Mom finds missing children using Facebook

CaptainCourtesy

I'm a Jedi Master, Yo
DP Veteran
Joined
May 19, 2006
Messages
156,723
Reaction score
53,491
Gender
Male
Political Leaning
Undisclosed
SAN BERNARDINO, California (AP) — A Southern California mother whose two children were reported missing 15 years ago has tracked them down in Florida using Facebook.
The children's father, Faustino Utrera, took off with them in 1995 when they were ages 2 and 3, said Deputy District Attorney Kurt Rowley. The mother had found her daughter's Facebook profile after searching for her name on the social networking site in March, Rowley said.
An official said Saturday that the now 17-year-old girl and 16-year-old boy have been placed in the custody of the state of Florida.


Mom finds missing children using Facebook - USATODAY.com
The article indicates that when found, the daughter indicated that she did not want to re-establish a relationship with her mother. This brings up an interesting dilemma. The father's actions are certainly criminal and in most, if not all cases, regardless of the custody situation, custody would be given to the mother. However, these children have lived for 15 years in the scenario that they have, creating lives where they live. So, should they remain where they are, or should they go and live with their mother, who has legal custody? To me, I think a compromise would be in order. To not disrupt the lives of the children, they should remain where they are, for now. Of course, not with their father, but with some court appointed legal guardian. The mother should be given visitation, and the family should be given counseling with someone familiar with family re-unification.
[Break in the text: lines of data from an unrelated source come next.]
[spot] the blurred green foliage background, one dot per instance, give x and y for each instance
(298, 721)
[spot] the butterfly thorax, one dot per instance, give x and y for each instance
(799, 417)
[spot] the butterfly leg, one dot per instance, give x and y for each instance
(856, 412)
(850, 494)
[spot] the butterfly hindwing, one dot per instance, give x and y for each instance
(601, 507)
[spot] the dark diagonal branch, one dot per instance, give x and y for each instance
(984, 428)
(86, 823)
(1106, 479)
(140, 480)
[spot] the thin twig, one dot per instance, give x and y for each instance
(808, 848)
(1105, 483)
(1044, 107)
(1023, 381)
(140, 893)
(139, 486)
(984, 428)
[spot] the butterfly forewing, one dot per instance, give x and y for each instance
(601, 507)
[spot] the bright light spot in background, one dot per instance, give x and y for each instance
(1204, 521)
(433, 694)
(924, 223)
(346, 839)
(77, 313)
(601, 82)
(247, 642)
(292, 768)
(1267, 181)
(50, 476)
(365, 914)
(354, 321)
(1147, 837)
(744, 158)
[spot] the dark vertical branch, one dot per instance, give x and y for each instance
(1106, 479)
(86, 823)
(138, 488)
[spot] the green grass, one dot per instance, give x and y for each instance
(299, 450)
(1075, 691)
From there, it should be determined how to proceed.

What do you all think and what do you all think should happen?
 

Korimyr the Rat

Baby Eating Monster
DP Veteran
Joined
Feb 1, 2006
Messages
19,553
Reaction score
15,757
Location
Cheyenne, WY
Gender
Male
Political Leaning
Other
Tough call. It's a tough situation all around.
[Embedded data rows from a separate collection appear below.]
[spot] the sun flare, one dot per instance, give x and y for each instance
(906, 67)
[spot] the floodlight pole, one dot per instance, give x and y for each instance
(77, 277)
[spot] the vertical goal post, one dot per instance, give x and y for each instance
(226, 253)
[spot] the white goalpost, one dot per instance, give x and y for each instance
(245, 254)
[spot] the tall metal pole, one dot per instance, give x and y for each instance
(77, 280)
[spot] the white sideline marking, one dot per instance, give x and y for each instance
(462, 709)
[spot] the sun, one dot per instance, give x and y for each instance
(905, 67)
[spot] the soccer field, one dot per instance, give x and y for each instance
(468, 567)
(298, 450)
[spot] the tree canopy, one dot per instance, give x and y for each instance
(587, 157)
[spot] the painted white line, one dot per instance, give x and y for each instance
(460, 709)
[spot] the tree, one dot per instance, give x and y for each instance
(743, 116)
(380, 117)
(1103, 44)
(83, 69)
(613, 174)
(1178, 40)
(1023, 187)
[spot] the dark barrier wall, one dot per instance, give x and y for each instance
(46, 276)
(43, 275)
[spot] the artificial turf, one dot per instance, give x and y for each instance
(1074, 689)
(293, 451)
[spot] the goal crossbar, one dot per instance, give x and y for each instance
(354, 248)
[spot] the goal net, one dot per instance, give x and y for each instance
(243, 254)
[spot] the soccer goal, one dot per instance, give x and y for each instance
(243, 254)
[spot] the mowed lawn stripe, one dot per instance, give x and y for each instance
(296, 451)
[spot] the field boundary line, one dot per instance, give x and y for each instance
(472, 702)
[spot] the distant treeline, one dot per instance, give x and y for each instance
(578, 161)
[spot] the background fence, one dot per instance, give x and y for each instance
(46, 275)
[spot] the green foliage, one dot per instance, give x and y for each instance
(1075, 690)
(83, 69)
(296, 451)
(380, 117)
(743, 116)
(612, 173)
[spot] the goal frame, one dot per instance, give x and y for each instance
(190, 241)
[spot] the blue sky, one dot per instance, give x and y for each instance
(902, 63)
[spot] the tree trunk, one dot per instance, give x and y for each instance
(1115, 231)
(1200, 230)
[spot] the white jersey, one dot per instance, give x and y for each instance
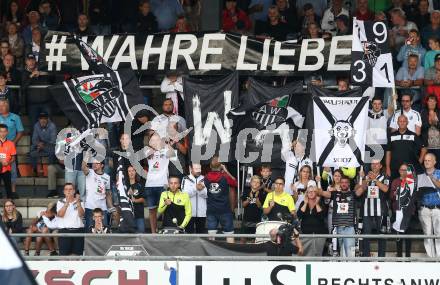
(293, 165)
(414, 119)
(96, 187)
(377, 127)
(71, 219)
(157, 175)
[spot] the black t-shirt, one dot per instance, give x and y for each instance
(252, 213)
(274, 249)
(138, 192)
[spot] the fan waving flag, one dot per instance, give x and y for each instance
(405, 198)
(338, 124)
(106, 96)
(372, 63)
(13, 270)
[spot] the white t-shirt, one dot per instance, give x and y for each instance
(157, 175)
(414, 119)
(71, 218)
(293, 165)
(96, 187)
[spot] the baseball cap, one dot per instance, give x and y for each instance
(343, 18)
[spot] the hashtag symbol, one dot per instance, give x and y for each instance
(56, 53)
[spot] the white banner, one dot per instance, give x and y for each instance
(106, 272)
(235, 272)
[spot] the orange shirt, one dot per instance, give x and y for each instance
(7, 150)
I think you've got the right of it. The mother should have visitation and the children should live with a legal guardian while their father serves his sentence. There should probably be some leniency for the father, but custodial interference is still a crime and he still needs to serve his sentence.
 

Panache

Irrelevant Pissant
DP Veteran
Joined
May 4, 2007
Messages
4,194
Reaction score
1,041
Gender
Undisclosed
Political Leaning
Libertarian
16 and 17? Those kids are plenty old enough to decide for themselves whether to go or stay, and who they want to live with.
 

The_Patriot

DP Veteran
Joined
May 28, 2010
Messages
1,488
Reaction score
206
Gender
Male
Political Leaning
Very Conservative
Two months ago, my daughter found me on Facebook after not seeing her for fourteen years. She's 16 now. Later today I actually get to see her and my wife and I are getting back together because we're still in love with each other. I, actually, got to talk to my daughter for the first time last night for several hours on the phone, but we had been corresponding over the past two months via Facebook and Yahoo Instant Messenger. At the end of the phone conversation my daughter told me that she loved me. It's taken a lot of patience, love, and understanding for both my daughter and I to get to this point.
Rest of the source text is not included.